Certa vez, ao discutir uma de minhas histórias, li um elogio de meu amigo no Facebook: “Bom, paciência! Eu não podia fazer isso …”. Respondi então que a tarefa do psicólogo não é apontar ao cliente o que (na opinião dos outros) ele não vê, mas para conseguir isso, tendo reconhecido e aceitado a realidade da situação, ele assume a responsabilidade por ela.. E eu acho que ela acrescentou que o cliente mais difícil é um psicólogo.

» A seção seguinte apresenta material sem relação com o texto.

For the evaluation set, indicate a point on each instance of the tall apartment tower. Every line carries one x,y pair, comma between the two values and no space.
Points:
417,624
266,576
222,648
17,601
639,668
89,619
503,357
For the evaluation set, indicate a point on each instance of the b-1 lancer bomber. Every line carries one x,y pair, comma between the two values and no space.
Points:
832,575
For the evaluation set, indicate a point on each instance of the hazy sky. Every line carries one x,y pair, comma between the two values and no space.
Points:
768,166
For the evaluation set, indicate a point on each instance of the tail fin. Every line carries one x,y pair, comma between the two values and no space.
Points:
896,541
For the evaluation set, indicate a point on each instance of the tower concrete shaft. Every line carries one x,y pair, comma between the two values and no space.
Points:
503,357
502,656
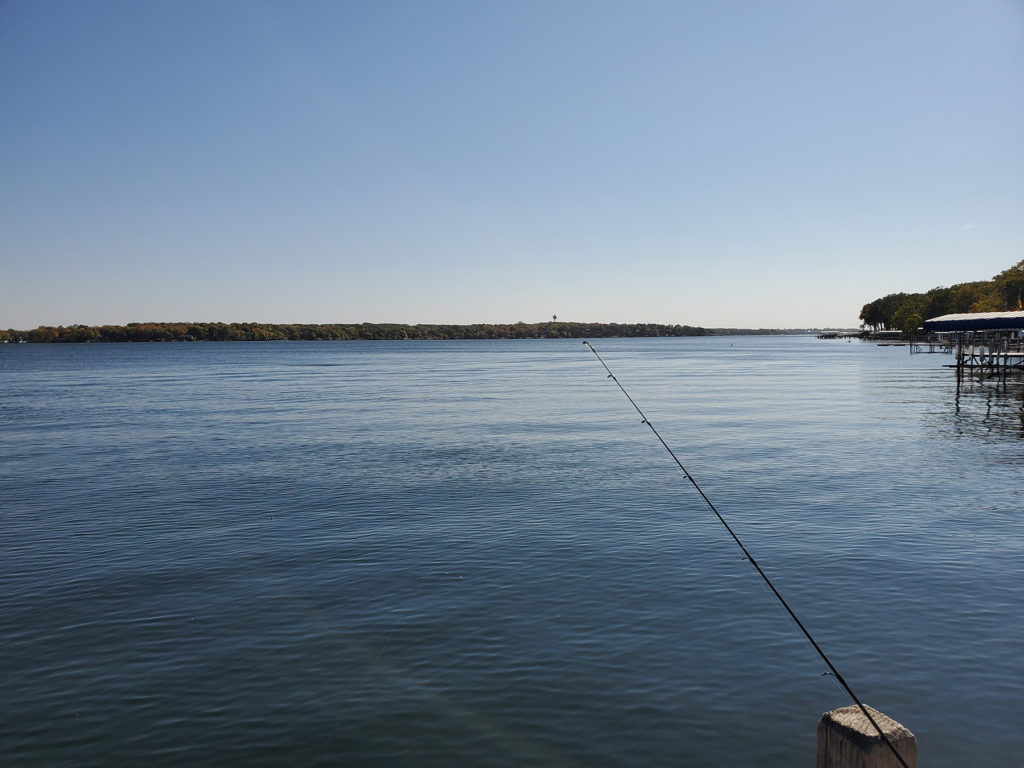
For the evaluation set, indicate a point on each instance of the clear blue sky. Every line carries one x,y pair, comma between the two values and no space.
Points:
722,164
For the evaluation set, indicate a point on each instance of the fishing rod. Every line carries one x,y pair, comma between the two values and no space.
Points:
750,558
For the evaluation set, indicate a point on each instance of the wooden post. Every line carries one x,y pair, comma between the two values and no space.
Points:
847,739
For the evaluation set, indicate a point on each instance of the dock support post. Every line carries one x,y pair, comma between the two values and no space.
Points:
847,739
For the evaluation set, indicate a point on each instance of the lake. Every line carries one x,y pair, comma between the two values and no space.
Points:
474,553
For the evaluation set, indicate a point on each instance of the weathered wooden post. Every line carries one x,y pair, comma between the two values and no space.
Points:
847,739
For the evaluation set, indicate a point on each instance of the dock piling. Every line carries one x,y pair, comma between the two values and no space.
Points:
847,739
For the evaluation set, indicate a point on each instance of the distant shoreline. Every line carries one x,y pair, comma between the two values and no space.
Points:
369,332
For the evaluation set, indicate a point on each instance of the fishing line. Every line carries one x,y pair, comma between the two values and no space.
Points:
832,668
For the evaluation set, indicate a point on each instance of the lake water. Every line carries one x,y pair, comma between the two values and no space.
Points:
473,553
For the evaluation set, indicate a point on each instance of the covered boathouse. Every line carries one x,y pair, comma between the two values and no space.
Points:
987,341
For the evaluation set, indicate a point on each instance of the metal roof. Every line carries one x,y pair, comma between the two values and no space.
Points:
976,322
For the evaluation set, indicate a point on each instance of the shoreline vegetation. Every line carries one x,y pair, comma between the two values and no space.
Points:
365,331
905,311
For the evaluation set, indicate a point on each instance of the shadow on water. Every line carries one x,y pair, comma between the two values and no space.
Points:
989,406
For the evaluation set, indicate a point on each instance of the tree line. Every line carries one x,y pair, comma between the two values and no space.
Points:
905,311
365,331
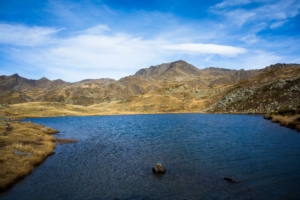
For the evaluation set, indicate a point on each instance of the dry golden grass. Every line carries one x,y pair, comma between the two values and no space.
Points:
292,121
22,146
65,141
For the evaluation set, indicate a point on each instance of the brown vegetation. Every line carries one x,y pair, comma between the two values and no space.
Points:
22,146
286,117
65,141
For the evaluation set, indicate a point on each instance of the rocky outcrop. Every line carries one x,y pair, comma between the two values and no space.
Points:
264,98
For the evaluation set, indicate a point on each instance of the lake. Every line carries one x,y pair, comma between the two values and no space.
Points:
114,156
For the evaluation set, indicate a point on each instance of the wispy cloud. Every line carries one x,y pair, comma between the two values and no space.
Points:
21,35
101,51
271,12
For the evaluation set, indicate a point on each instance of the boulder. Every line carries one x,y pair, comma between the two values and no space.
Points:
230,180
159,168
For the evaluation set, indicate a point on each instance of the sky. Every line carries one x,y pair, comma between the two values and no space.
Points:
88,39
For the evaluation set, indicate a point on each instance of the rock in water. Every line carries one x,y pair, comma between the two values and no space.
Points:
159,168
230,180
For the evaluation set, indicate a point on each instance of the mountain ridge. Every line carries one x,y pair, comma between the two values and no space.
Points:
169,87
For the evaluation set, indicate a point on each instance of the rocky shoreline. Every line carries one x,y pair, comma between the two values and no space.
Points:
286,117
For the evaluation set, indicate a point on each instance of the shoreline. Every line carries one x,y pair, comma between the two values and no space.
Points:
23,146
34,142
289,121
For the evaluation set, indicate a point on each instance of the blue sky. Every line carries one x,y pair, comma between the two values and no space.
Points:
80,39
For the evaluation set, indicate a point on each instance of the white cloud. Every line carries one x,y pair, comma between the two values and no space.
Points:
277,24
227,3
250,39
98,52
273,13
21,35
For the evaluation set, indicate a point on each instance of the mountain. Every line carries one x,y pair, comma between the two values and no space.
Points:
18,83
171,87
178,68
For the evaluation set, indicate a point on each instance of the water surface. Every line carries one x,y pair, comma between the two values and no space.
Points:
114,156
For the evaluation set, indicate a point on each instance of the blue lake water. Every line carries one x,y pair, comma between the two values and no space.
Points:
114,156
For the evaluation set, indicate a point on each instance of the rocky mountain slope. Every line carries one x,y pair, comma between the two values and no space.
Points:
170,87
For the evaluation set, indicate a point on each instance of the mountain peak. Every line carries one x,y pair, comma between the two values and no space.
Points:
176,68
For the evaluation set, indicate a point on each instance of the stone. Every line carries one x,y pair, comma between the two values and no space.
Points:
230,180
159,168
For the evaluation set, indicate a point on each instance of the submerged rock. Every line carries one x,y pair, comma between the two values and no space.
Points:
21,153
159,168
230,180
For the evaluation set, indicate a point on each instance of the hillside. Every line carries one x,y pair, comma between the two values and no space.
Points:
171,87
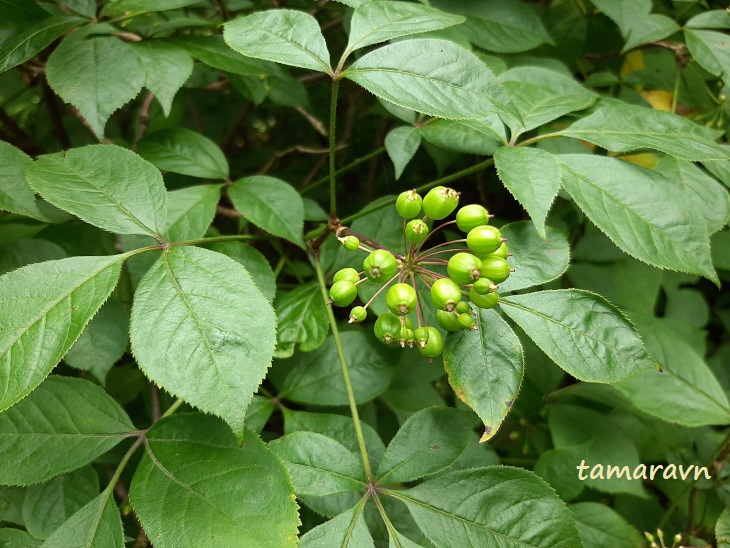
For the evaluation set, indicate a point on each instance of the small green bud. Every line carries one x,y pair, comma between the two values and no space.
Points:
408,204
440,202
347,274
496,269
401,299
380,266
416,231
445,294
358,314
343,293
464,268
484,239
471,216
484,301
387,328
434,346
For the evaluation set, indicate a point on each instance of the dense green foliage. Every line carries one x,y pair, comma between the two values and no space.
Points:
180,181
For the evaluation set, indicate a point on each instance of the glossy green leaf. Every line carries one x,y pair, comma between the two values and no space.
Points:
428,442
104,185
436,77
640,211
213,331
599,525
96,525
28,39
379,21
259,269
111,73
103,342
303,320
535,260
346,530
190,211
316,377
318,464
283,36
533,177
581,332
402,143
504,26
15,194
194,468
48,505
44,307
685,392
270,204
490,507
64,424
485,368
620,127
184,151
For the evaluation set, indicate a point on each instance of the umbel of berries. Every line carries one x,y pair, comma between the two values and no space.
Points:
453,277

Costumo ouvir falar de paciência: nas conversas, na recepção, nos comentários. Na terminologia do proprietário de um carro, uma qualidade como a paciência de um psicólogo não é uma opção, mas sim um "equipamento básico". Isso não é algo para se orgulhar. Em vez disso, deve-se ficar surpreso se o especialista não tiver um.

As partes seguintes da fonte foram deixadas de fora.